Independent Medical Evaluation (IME)

Dr. Zünkeler performs medical evaluations as requested by insurance companies, government organizations, and legal professionals. In Maryland, this type of evaluation is most commonly referred to as an “independent medical examination” (IME), but other terms include “compulsory medical examination” (CME) and “additional medical evaluation” (AME). An IME ideally combines a careful review of the available medical records and diagnostic imaging studies with a physical examination and the examinee’s in-depth verbal history. IMEs are considered to be non-treatment encounters, so a traditional patient-physician relationship does not exist. The term “examinee” instead of “patient” is usually used to avoid confusion.
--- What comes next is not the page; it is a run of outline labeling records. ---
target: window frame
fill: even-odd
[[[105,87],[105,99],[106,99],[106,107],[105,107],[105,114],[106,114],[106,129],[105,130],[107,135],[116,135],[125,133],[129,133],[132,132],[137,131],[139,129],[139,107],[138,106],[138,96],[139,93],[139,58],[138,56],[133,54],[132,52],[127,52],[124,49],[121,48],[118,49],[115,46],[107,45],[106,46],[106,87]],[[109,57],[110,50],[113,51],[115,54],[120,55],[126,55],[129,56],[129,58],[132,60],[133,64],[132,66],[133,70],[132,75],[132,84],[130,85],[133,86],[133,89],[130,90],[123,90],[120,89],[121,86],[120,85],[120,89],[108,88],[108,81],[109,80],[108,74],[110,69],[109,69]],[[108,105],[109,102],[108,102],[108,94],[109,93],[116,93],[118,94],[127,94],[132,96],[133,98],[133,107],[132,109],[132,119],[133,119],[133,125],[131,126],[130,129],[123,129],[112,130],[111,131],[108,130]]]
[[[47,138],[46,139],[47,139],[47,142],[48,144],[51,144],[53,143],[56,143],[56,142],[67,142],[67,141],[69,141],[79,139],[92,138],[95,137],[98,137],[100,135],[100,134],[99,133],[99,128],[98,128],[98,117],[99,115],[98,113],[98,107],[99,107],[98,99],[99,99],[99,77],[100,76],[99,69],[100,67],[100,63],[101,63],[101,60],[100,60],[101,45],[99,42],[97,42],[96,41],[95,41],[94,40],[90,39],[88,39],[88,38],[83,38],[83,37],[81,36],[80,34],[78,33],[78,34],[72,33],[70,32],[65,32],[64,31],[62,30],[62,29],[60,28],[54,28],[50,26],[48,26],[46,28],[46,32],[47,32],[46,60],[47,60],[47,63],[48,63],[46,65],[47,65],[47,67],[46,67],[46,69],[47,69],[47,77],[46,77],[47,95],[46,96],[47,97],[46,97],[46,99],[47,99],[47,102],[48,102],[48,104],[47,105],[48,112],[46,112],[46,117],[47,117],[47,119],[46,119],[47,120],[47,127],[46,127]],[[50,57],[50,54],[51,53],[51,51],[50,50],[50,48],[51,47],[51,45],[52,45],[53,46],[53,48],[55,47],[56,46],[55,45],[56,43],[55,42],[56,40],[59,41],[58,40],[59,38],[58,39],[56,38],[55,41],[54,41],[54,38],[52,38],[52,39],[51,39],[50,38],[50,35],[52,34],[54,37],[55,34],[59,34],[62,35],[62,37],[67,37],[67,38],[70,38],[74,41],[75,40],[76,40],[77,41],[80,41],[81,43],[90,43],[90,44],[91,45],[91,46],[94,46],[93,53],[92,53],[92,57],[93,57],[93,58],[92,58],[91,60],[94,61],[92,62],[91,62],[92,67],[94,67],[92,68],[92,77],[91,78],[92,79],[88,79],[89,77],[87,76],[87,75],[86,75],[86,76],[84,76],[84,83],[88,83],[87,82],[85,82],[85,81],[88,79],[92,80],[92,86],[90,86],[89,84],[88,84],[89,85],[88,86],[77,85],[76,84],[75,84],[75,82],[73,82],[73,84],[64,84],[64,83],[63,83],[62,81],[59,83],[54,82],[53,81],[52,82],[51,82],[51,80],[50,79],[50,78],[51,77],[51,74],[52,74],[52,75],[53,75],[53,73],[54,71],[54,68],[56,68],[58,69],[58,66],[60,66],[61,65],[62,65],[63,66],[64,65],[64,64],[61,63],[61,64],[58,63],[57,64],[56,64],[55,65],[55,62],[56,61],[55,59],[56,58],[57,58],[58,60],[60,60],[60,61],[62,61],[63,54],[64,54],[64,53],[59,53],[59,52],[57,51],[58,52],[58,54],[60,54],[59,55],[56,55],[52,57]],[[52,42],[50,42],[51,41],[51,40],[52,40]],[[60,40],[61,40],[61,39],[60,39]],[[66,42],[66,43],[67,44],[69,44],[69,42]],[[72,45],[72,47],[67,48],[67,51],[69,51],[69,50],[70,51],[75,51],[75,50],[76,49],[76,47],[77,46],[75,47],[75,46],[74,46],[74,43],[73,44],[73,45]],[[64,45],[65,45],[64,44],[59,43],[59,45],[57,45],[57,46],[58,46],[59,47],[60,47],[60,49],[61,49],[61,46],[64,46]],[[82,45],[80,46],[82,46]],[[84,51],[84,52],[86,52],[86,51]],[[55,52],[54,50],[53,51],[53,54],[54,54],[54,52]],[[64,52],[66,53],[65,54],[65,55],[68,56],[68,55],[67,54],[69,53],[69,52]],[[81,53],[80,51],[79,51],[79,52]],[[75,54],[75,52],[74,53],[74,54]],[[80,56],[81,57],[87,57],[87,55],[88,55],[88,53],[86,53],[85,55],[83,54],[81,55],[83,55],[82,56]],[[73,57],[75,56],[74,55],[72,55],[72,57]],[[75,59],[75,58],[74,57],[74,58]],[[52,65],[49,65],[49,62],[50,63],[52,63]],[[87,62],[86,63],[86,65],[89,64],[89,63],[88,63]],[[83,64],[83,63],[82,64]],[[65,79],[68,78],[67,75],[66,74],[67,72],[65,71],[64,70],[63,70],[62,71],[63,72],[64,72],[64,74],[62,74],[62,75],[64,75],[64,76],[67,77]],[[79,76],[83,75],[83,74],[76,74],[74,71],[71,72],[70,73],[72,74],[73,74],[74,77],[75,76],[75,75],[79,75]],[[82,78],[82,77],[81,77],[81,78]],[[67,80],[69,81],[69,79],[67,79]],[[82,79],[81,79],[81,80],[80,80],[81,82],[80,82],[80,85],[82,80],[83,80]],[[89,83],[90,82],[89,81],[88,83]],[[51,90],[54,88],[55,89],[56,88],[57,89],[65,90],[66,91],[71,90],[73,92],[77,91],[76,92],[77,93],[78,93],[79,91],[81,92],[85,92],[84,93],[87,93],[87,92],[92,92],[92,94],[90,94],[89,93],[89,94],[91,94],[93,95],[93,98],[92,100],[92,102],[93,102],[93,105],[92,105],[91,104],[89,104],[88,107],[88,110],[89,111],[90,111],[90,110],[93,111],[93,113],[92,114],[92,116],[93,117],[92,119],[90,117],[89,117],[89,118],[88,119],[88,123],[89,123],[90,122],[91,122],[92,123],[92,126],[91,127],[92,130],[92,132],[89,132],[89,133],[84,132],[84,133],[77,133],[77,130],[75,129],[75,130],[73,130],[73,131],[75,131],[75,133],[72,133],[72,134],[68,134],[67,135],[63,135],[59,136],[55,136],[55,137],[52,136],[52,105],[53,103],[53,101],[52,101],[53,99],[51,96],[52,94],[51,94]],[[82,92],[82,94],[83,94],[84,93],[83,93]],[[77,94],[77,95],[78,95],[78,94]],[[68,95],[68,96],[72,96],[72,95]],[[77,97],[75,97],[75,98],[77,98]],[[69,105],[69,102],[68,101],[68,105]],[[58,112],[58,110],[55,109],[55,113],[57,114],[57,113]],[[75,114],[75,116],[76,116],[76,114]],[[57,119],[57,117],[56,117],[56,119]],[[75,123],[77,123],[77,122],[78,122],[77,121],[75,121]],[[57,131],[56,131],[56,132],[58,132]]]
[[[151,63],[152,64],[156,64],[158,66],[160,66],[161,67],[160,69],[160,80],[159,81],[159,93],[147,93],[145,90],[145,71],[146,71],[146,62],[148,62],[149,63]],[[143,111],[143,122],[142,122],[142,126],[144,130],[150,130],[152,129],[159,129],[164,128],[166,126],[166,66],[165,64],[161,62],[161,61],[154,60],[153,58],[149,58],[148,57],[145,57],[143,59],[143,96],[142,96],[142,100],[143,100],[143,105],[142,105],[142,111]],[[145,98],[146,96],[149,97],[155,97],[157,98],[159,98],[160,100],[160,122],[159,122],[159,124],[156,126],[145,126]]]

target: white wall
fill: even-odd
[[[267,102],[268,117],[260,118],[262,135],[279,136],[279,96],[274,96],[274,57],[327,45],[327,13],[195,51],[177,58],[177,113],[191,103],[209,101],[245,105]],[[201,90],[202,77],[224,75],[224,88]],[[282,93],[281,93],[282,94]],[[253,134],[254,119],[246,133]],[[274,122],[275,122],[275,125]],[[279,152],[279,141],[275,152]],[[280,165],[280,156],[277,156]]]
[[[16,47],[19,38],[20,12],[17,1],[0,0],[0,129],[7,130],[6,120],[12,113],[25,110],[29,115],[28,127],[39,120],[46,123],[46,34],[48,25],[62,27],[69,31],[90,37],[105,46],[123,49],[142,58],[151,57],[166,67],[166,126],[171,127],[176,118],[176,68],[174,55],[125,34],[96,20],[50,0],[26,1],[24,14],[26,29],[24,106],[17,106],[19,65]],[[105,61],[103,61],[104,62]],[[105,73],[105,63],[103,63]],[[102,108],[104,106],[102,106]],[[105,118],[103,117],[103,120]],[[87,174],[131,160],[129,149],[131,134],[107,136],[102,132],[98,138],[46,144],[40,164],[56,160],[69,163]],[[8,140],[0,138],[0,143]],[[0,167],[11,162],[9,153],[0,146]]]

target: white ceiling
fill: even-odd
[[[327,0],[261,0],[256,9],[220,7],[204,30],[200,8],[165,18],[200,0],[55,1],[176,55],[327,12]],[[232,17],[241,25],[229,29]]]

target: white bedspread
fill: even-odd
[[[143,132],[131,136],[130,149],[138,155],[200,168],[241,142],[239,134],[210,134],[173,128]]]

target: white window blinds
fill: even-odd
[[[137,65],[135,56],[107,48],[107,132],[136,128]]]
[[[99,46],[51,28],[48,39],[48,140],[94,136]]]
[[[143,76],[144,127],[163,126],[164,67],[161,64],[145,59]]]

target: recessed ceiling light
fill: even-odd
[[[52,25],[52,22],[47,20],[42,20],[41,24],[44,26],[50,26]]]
In select few cases, when a physical examination is not essential, Dr. Zünkeler also offers telemedicine IMEs for examinees who were previously seen in the office for an in-person IME and are physically located in Maryland at the time of the telemedicine IME.

Opinions regarding diagnoses and treatment options are usually not discussed with the examinee during an IME. Examinees are encouraged to continue seeing their treating health-care providers as needed. An IME report documents the verbal history and physical examination of the examinee, discusses the records and diagnostic images reviewed, and provides a list of diagnoses. In addition, a “Discussion” section provides a synopsis of the case and discusses important objective findings and diagnoses. Finally, the specific questions of the IME requester are answered. The completed report is proofread for accuracy, signed, and returned to the IME requester usually within 3-5 business days after the IME .

An IME report provides a careful review of available medical records and diagnostic imaging studies and a detailed verbal history and physical examination. Based on this documentation, an experienced independent neurosurgical examiner is able to formulate opinions regarding an examinee’s diagnosis, prognosis, and treatment options and whether an end point of treatment (i.e. maximum medical improvement (MMI)) has been reached. In addition, the degree of probability to which a certain incident (e.g. a work injury, car accident, heavy lifting, or fall) caused a certain pathology (e.g. a disc herniation) and whether a treatment intervention (e.g. microdiscectomy surgery) is causally related to the reported incident can usually be addressed. IME reports commonly address some or all of the following:

  • diagnosis and prognosis,
  • causal relationship of reported symptoms and physical exam findings to the incident or injury,
  • appropriateness of medical or surgical care,
  • pre-existing or subsequent medical conditions and the degree to which they contribute to the examinee’s findings and symptoms,
  • degree of relatedness of medical or surgical care to the incident or injury,
  • causal relationship (or lack thereof) of symptoms and findings to an incident or injury,
  • return to work,
  • endpoint of treatment (i.e. MMI), and
  • ratings of permanent impairment according to the American Medical Association’s Guides to the Evaluation of Permanent Impairment.

Additional records or diagnostic imaging studies provided after the IME are discussed in an addendum report or at the time of a follow-up IME appointment.

An IME can be a valuable tool in assessing an examinee’s health condition and neurosurgical status, including cognitive, spinal, and musculoskeletal functioning. The quality of an IME report depends on certain factors, some of which are outside the control of the independent neurosurgical examiner, including (i) the completeness of the medical records provided (which should include pre-incident records and diagnostic imaging studies on CD, if available) and (ii) the degree to which the examinee is willing to cooperate with the evaluation by:

  • arriving on time (15 min early, if possible) to complete the standard office forms, which may include brain injury questionnaires (only after a concussion/brain injury);
  • bringing relevant diagnostic imaging studies on CD; and
  • providing a good verbal history.

An IME may not be conducted or may be of reduced quality if:

  • the examinee arrives more than 15 minute late,
  • the examinee does not bring diagnostic imaging studies on CD,
  • the medical records are incomplete, and
  • an interpreter is not provided when needed.

If an examinee is more than 15 minutes late or if an interpreter is needed but not available, the IME will need to be rescheduled.

A telemedicine IME poses several additional challenges and limitations and, like a traditional IME, depends significantly on the examinee’s willingness to cooperate. A physical examination, other than an observation, cannot be conducted during a telemedicine IME and the examiner’s ability to observe the examinee can be adversely affected by several technical factors, including poor lighting, camera position, and slow internet connection. Because of the limitation of a telemedicine encounter, the diagnostic accuracy is not as good as that of an in-person encounter, particularly to the extent that physical examination findings contribute to the diagnosis.